The direct signal \(D\) resembles a low-light underexposed image. Following the retinex model, we decompose \(D = S \ast \tilde{I}\) where \(S\) is the illumination map and \(\tilde{I}\) is the reflectance (enhanced image). PhISH-Net predicts a 3-channel illumination map \(S_{hr}\) from which the enhanced image is obtained as \(I_{out} = D_{hr} / (S_{hr} + \epsilon)\).
The network uses a lightweight convolutional encoder to extract features at low resolution. Local and global features are then used to predict bilateral grid coefficients, which are applied to a full-resolution guide map to produce \(S_{hr}\). This keeps most computation at low resolution while generating high-resolution outputs.

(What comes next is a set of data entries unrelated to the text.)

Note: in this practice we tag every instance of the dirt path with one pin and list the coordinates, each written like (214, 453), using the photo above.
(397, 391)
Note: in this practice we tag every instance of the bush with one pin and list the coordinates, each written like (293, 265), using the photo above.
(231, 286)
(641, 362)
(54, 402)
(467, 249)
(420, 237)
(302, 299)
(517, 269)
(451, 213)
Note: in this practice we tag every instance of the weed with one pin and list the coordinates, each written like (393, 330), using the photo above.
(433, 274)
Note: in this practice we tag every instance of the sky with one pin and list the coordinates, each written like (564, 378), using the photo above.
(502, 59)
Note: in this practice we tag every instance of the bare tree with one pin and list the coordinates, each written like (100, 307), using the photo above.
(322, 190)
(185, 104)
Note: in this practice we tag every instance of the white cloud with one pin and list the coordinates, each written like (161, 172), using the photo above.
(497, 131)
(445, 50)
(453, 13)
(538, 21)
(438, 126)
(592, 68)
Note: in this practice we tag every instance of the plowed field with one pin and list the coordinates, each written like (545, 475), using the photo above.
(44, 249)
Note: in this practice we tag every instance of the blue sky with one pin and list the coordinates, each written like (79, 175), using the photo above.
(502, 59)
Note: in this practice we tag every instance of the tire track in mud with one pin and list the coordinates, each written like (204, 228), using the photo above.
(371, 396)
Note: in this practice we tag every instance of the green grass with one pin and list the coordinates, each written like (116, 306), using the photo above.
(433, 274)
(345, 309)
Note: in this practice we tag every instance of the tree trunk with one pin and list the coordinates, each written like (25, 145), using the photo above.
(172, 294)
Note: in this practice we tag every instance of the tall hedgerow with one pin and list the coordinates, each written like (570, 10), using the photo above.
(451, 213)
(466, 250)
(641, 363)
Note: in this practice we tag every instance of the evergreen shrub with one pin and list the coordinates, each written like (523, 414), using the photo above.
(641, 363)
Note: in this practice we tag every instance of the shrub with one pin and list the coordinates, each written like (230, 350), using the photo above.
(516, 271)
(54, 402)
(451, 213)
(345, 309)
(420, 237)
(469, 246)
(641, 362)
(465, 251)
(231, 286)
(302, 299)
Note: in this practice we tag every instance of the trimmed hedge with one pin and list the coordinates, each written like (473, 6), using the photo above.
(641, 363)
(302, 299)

To couple the deep enhancement with the physics of the UIFM, we introduce a novel loss that constrains the predicted illumination map to respect the known behavior of the attenuation coefficient \(\beta_d\). A coarse estimate of \(\beta_d\) can be derived from the predicted \(S_{hr}\) and depth \(z\):
\[ \hat{\beta}_d(z) = \frac{-\log S_{hr}}{z} \tag{4} \]

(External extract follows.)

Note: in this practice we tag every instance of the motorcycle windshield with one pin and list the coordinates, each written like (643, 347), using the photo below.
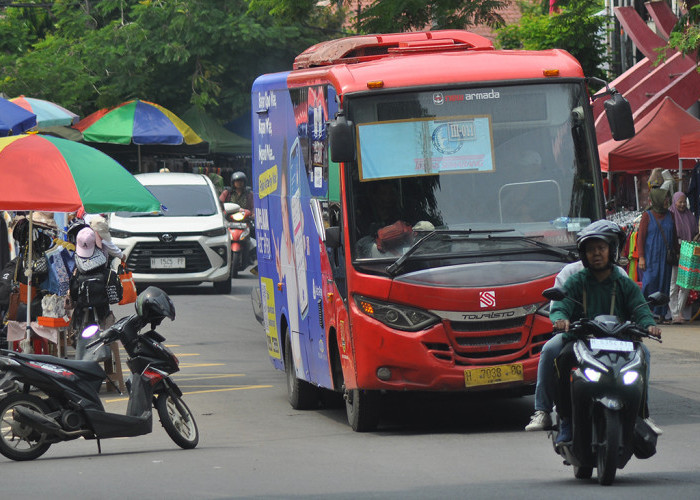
(512, 164)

Sea-Thru established that \(\beta_d\) follows a two-term exponential decay with depth:
\[ \beta_d(z) = a \cdot e^{-b \cdot z} + c \cdot e^{-d \cdot z} \tag{5} \]
The wideband attenuation prior loss enforces this relationship:
\[ \mathcal{L}_a = \left\|\frac{-\log S_{hr}}{z} - (a e^{-bz} + c e^{-dz})\right\|^2 \tag{6} \]
The coefficients \(V = [a, b, c, d]\) are predicted by a learnable network from encoder features. The total training loss combines reconstruction, color, smoothness, and attenuation prior:
\[ \mathcal{L} = w_r \mathcal{L}_r + w_c \mathcal{L}_c + w_s \mathcal{L}_s + w_a \mathcal{L}_a \tag{7} \]
with \(w_r = 10,\ w_s = 2,\ w_c = 1,\ w_a = 0.5\).